Trying too hard to win eventually means losing. To win the Indianapolis 500, you first have to finish the Indianapolis 500 — that’s five hundred laps around and around that oval. If you try too hard on just one lap, you won’t live to finish. And just think about the Forbes 400. The turnover on that list is incredible. So many fortunes have been snuffed out by the temptation to try harder.

***

All investors of course will experience uncomfortable fluctuations in the market. That’s reality — and not a major concern. The real concern is with irreversible losses caused by overreaching for speculative possibilities; by taking market risks greater than our capacity to endure turbulence and maintain consistent rationality; by reaching for managers whose best performance is behind them and who are destined or doomed to underperform — with your money; and by going into debt.

***

If, as investors, we could learn to concentrate on wisely defining our own long-term objectives and learn to focus on not losing as the most important part of each specific decision, we could all be winners over the long term.

***

While all the chatter and excitement is taking place about big stocks, big gains, and “three-baggers,” long-term investment success really depends on not losing — not taking major losses.

***

Really strong defense makes the offense easy. Most of the trouble in investment management is not because you came just a little short of having superb investment results. It’s because you made a mistake. Knowing how to be selective, you avoid the mistakes.

***

We investors make many mistakes when we make our investing decisions: we tend to buy high and sell low and we go for the mutual funds with the best two- or three-year record.
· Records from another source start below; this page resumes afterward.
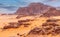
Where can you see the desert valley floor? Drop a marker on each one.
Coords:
(29, 26)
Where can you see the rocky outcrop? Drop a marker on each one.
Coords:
(38, 9)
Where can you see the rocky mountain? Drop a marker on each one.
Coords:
(38, 9)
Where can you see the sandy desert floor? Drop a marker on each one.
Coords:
(29, 23)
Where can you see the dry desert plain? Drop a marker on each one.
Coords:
(29, 26)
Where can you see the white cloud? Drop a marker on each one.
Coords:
(2, 10)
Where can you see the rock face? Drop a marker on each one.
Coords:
(38, 9)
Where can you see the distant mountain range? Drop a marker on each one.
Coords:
(38, 9)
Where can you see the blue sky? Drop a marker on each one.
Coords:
(10, 6)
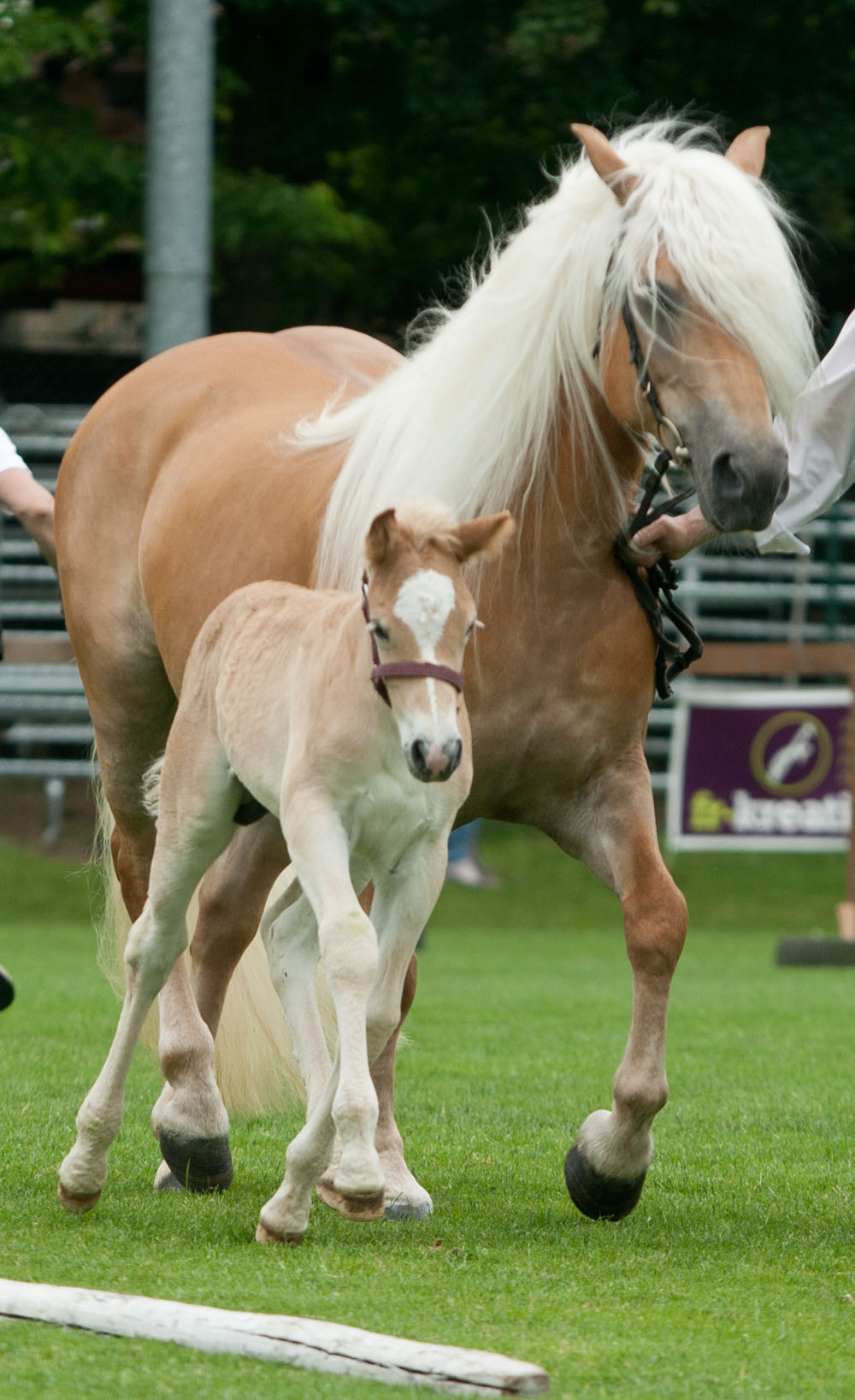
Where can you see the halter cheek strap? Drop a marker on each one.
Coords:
(417, 669)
The fact that past performance has no predictive power never occurs to us. It looks like a winning proposition.

On Over-Confidence

In a rapidly rising market, the faster you trade, the better you’ll do — and that makes you forget that those whom the gods would destroy, they first make confident. The more you know, the higher the odds that you’ll make a serious mistake. That’s why it’s not the beginners who tend to die at skydiving and why most car accidents happen within a few miles of home. There’s a saying in the British Royal Air Force that investors need to remember: “There are old pilots, and there are bold pilots, but there are no old, bold pilots.”

***

As human beings, particularly if we are successful in other parts of our lives, we are notoriously unable to accept the obvious reality that, on average, we are average, and that our normal experiences will usually be about average because we are, as a group, captives of the normal distribution of the bell curve. It amuses us that Lake Wobegon’s children are all above average, yet studies all the time show we think we are above-average drivers, above-average parents — and above-average investors. And we do tend to take it personally when our stocks go way up or go way down, even though, as Adam Smith admonishes, “The stock doesn’t know you own it.”

On Mr. Market

The mistake most people make is answering the door just because Mr. Market knocks. You don’t have to let him in. Why should you buy just because he’s excited? Why should you sell just because he’s down in the dumps? A long-term investor shouldn’t care about market prices.

***

When that seductive fellow Mr. Market comes around, you have to pay absolutely no attention to him, no matter what happens. You have to control your emotions, and most of the time that means the best thing to do is nothing. If you can’t control your emotions, being in the market is like walking into a heated area wearing a backpack full of explosives.

***

Mr. Market persistently teases investors with gimmicks such as surprising earnings, startling dividend announcements, sudden surges of inflation, inspiring presidential pronouncements, grim reports of commodity prices, announcements of amazing new technologies, distressing bankruptcies, and even threats of war. These events come from his bag of tricks when they are least expected. Just as magicians use deception to divert our attention, Mr. Market’s very short-term distractions can confuse our thinking about investments.